Skellig Michael is one of my favourite locations anywhere in the world. It has long been my desire to photograph the 6th century monastery here in good light, and in mid-2012 I was given the opportunity to do just that. Access to the island is restricted with tourists only permitted between the hours of 10am and 4pm - which is unfortunately when the light is at its worst during the summer months.
On this occasion I was able to overnight on the island and was granted a spectacular sunrise, which you see here.
The 'beehive' huts here are drystone construction and have stood in more or less this condition since the monastery was abandoned in the 13th century. Even the ground on which they are built is remarkable, as it's a man-made terrace produced by building up hundreds of tons of rock held in by a series of retaining walls. The monks had no choice in this, as there is virtually no naturally occurring flat space on the island.
This is an iconic location, the view down the slip road to the harbour at Dunquin (Dún Chaoin), at the tip of the Dingle peninsula. From here you can catch the boat to the Blasket Islands.
Made on a stormy afternoon using a long exposure, the waves have turned to mist, swirling around the rocks just offshore.

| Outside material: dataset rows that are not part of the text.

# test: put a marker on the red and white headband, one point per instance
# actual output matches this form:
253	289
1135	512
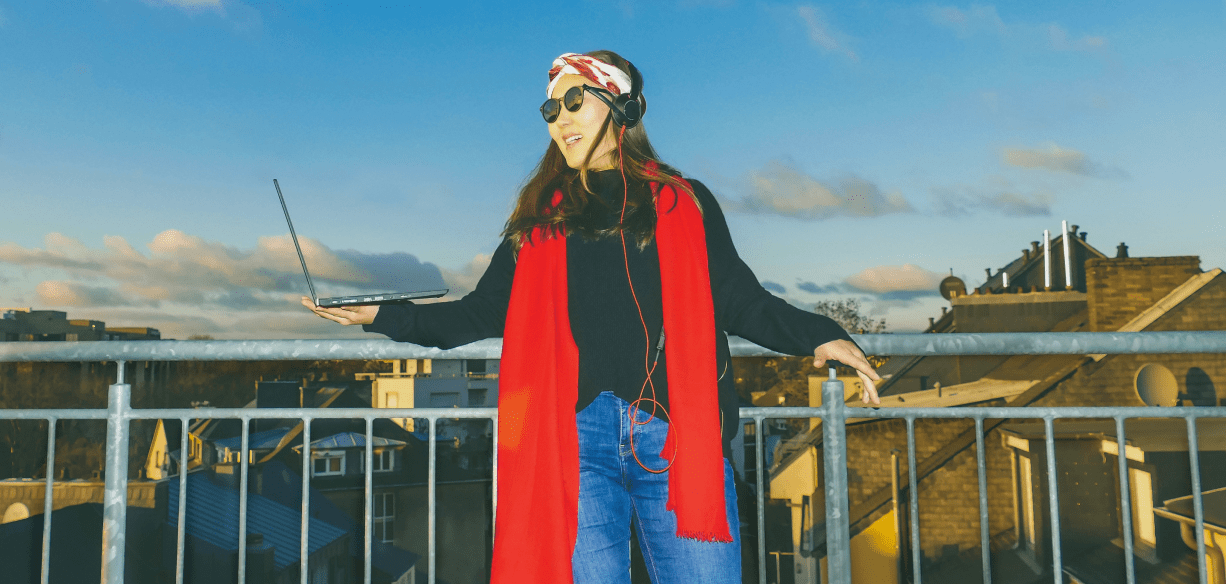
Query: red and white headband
591	68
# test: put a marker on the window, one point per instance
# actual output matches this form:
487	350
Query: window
445	399
326	463
384	517
384	460
319	576
1142	486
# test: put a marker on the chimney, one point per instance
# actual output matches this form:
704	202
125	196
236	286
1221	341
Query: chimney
1047	259
1068	257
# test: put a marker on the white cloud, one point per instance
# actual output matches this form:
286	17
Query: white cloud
985	20
59	293
822	33
884	280
1004	200
465	280
1061	41
781	189
1059	160
185	279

Clogher is the place to be in a westerly storm. It's a fairly narrow bay and the wind and waves coming through it are always amplified. Never more so than on this stormy afternoon in January 2014. The wind was so fierce that it was a challenge to stand, let alone make photographs and the spray was constant.
Inis Tuaisceart, the Sleeping Giant, is visible on the horizon just past the breaking wave.
Ireland took a beating in early 2014 with storm after storm crashing into the coast from the Atlantic. This image was made on February 8th at Cromwell Point on Valentia Island. A huge wave threatens to engulf the lighthouse.
Slea Head is by far the most iconic of Dingle locations. On the very fringes of our island, it's an incredibly rugged and wild place. Even the roads have difficulty here - a section of the nearby Slea Head drive slipped into the sea some years ago. The new section is a little further inland now!
This image was made shortly after sunset on a stormy December day. The clouds, which had been stubbornly persistent on the horizon, cleared for a few seconds to give a glimpse of the glorious colours behind them, before closing again just as quickly.
From left to right, the islands visible are, Inishvickallaun, Inishnabro and the Great Blasket.
Valentia is a large island just off the north coast of the Iveragh peninsula. Connected to the mainland by a bridge, it's a lovely place to visit and has some stunning scenery. This image was made while returning from the abortive attempt to land on Inishteareaght and shows the north coast of the island being battered by a storm.
It's a rare privilege to see this kind of weather in action from the air, so I'm pleased to be able to share it with you.
The monastery on Skellig Michael dates from the 6th century and is a UNESCO World Heritage Site. Perched on a man-made terrace 600 feet above the Atlantic, it's possibly my favourite place in the world. This photograph was made looking into the rising sun - a rare privilege!
Geokaun Mountain is the highest point on Valentia Island. In this classic panoramic view looking east, Fort Point and the Valentia lighthouse are visible in the bottom right. Beginish Island and Doulus Head also make an appearance.
I was even able to bribe some sheep to wander into the frame at left for the authentic rural Irish experience!